Coding is fun. Really fun. Having played other actors in the startup play (manager, investor, twitter user, coffee consumer, etc) I can tell you that coding is the best flow you’ll get. It’s uniquely great.

So it isn’t surprising to learn that technical founders over-engineer things. Why solve something manually if you can write a script for it? Why talk to users when you can just code? Coding will be more fun, and more importantly, will feel productive[1]. You can rationalize why it makes sense to build that extra integration.

Non-technical founders have an advantage here: coding is alien. Confusing. Hard. This orients their mind to the correct focus: do the minimal amount of work in order to achieve something useful for your users. As a technical founder, you need to figure out how to be similarly lazy. If you have a startup, your job is to grow revenue. Not write code. You’re writing code because that helps you get revenue. Companies incinerate money, and your job is to generate more than you burn. You generate it by making something people want.

A Collection of Façades

The most metabolically efficient pathway to revenue is to put the most barebones-y thing you have in front of users as quickly as possible. Like a studio set with fake doors, your product shouldn’t be complete at first. Good founders will often collect revenue before they’ve built anything[2]. Bill Gates famously did this when starting Microsoft.

For example, suppose you’re trying to figure out if there’s a market for your enterprise product. I wouldn’t write a line of code. I’d start with sending an email to a few users with an animated GIF of a prototype. You can do that in an hour. Then you might try and onboard them manually. Sometimes you can even serve your customers with “low-code”-ware like Airtable and Zapier before you fire up Python or Swift.

“Almost There”

Post-launch another common mistake is the “just-one-more-feature” syndrome. “We’ll pay you if you build X”, they said. This is dangerous,. If you’re not careful, you’ll mistake a mountain for a StairMaster. There will be no end. You’ll realize what you’ve built just isn’t enough of a painkiller to pass through the checkout page. Can you get them to pay now, conditional on building X in 3 months?

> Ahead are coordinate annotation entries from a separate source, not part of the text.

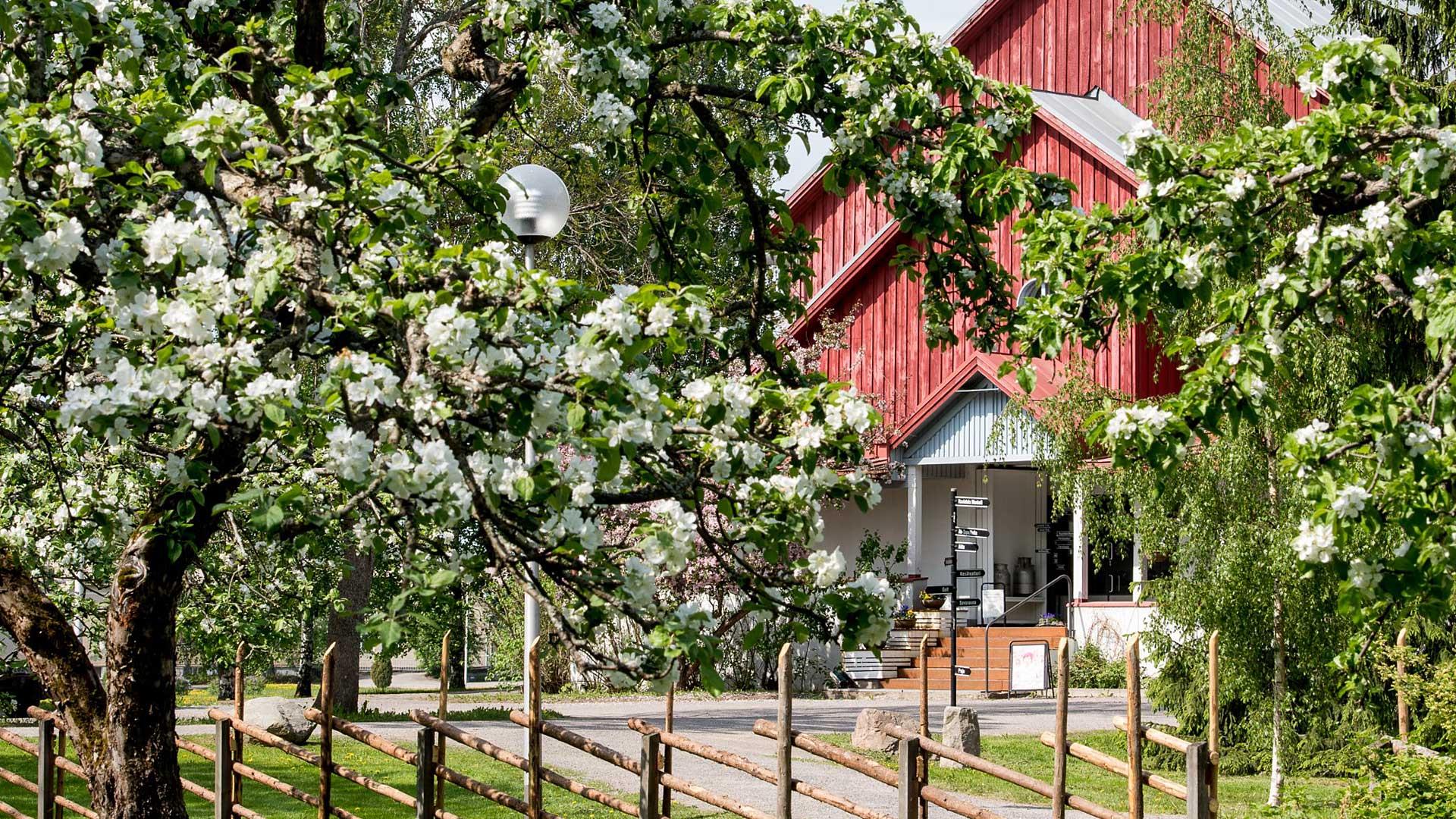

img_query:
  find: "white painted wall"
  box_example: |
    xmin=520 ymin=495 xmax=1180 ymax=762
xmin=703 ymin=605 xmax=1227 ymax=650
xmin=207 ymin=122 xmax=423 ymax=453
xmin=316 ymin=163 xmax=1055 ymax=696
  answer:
xmin=818 ymin=488 xmax=907 ymax=568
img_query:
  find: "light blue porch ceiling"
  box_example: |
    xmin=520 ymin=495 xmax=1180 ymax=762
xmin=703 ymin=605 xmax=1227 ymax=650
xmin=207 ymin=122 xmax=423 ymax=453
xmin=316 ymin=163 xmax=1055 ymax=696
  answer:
xmin=900 ymin=378 xmax=1046 ymax=466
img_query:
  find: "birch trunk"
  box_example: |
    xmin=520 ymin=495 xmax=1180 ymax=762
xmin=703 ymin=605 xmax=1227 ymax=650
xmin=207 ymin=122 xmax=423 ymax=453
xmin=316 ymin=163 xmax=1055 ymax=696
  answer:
xmin=1268 ymin=587 xmax=1288 ymax=808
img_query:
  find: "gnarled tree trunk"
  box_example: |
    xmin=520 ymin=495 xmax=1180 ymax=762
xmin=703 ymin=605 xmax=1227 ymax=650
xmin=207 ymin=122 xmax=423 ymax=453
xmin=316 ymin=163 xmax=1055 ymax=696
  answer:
xmin=329 ymin=547 xmax=374 ymax=713
xmin=87 ymin=538 xmax=187 ymax=819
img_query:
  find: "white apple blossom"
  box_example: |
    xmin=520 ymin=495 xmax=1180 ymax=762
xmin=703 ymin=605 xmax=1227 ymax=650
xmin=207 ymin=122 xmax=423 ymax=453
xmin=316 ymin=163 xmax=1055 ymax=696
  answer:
xmin=592 ymin=90 xmax=636 ymax=137
xmin=587 ymin=0 xmax=623 ymax=32
xmin=810 ymin=549 xmax=847 ymax=588
xmin=1294 ymin=520 xmax=1335 ymax=563
xmin=1106 ymin=403 xmax=1172 ymax=438
xmin=1329 ymin=484 xmax=1370 ymax=519
xmin=1294 ymin=419 xmax=1329 ymax=446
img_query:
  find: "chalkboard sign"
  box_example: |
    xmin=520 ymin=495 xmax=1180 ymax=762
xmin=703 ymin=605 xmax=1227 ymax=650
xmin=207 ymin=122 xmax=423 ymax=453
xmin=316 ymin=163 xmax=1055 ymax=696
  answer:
xmin=1010 ymin=642 xmax=1051 ymax=691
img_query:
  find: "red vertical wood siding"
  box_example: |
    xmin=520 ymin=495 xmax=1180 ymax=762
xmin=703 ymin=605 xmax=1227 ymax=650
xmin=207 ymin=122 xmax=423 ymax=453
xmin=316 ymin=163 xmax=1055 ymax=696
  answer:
xmin=793 ymin=0 xmax=1310 ymax=455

Another lazier (and better) hack is to find different users that will be satisfied with your unpolished product than polish it for the giants. Christensen’s famous rebar story is a good model of how a worse product can be just as satisfying for a different customer base.

You want to develop the knack of traversing the laziest path forward, instead of the most intellectually satisfying. But it's hard to change behavior. It's hard to re-orient your mindset. Sometimes software can help you do that, just like Strava encourages more people to run. That's why we started Pioneer. If you want to push yourself to focus on product-market-fit, try it out: https://pioneer.app.


[1] Deceptively productive tasks are the most dangerous. Netflix isn’t a problem: you’ll self-regulate out of binging. It feels indulgent. Email is dangerous. It can be just as unproductive, but it feels virtuous. Don’t mistake activity for progress.

[2] Taken to extremes this can lead to vaporware, which is bad. Don’t do that.

[3] The most common bit of office hours feedback is questioning the question I’ve been asked. “Is that really what you should focus on?”. That’s a post for another time.